Charles Curley charlescurley at charlescurley.com
Fri Mar 10 12:23:38 MST 2006


I changed your subject line to something more descriptive so as to
attract folks who (like me) rarely read more than the subject line.

On Fri, Mar 10, 2006 at 11:55:43AM -0700, Steve wrote:
> Hello all,
> My scriptfu is terrible, but anyways, I'm trying to compile a program
> that is completely crossplatform but was originally written using MS
> Visual Studio, as such numerous .cc and .h files do not have newline
> characters at the end.

And may have control Z at the end as well. This is an ancient CP/M and
DOS-ism that occasionally pops up.

> This is causing GCC to complain "Warning no newline at end of file!"
> which since there are 1593 files, means I'm getting ALOT of these
> essentially pointless messages.
> At first I thought Ok, I'll just figure out how to shut off the
> warnings from GCC but realised that would require a change to the make
> file.

And the problem is? All you need to do is find out where make gets the
options it feeds to gcc. By ancient and honorable custom, there should
be one or more variables called OPTS or variations on that theme.

If the makefile was generated by VS, you will have some hacking to do
there as well to make it cross platform.

> What I really want to do is parse one directory and all of it's
> subdirectories (it's really, really deep), and just append a newline
> character to each file which does not have one.

Why bother with the conditional?

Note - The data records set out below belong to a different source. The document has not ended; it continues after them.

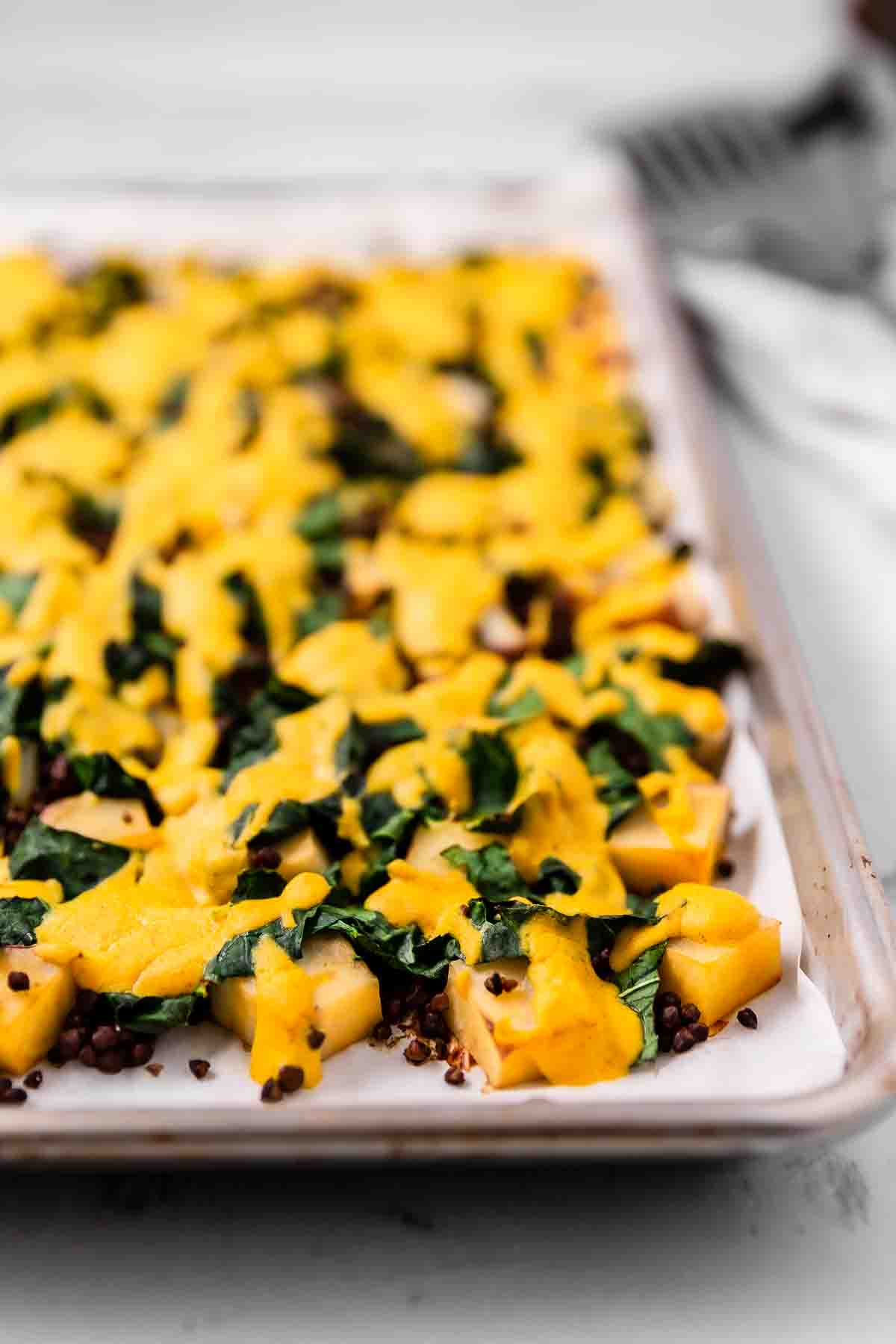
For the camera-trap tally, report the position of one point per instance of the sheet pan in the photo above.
(836, 927)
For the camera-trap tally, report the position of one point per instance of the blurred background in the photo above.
(273, 90)
(178, 93)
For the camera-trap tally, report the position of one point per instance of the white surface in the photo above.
(800, 1048)
(778, 1249)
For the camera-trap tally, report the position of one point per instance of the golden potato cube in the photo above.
(647, 858)
(30, 1019)
(472, 1014)
(721, 977)
(301, 853)
(112, 820)
(347, 999)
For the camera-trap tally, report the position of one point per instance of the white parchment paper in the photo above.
(797, 1048)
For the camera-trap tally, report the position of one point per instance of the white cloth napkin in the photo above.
(815, 370)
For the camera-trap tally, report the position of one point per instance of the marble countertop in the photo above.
(783, 1248)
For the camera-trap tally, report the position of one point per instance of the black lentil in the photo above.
(433, 1024)
(682, 1041)
(104, 1038)
(601, 964)
(290, 1078)
(265, 858)
(272, 1090)
(417, 1053)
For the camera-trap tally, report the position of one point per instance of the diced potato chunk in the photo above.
(112, 820)
(473, 1011)
(647, 858)
(429, 843)
(347, 999)
(30, 1019)
(301, 853)
(723, 976)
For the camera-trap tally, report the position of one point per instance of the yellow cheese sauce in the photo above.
(309, 574)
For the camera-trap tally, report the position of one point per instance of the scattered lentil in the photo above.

Why not just append a new line to
each file, needed or not? That should allow you to do something like:

find -type f \( -iname *.h -o -iname *.c \) -exec foo {} /;

where foo is an awk command or some such that simply appends what you
need.

However, if you want to retain cross-compilation compatibility, you
need to add both a new line character and a carriage return (I forget
which comes first).

> 
> I looked at the perlscript called "deep" which looked like it would do
> the trick, but when I tried it, it literally appened \n rather than
> the newline character itself, which busted my entire build.

Well, at least you have some perl code you can hack.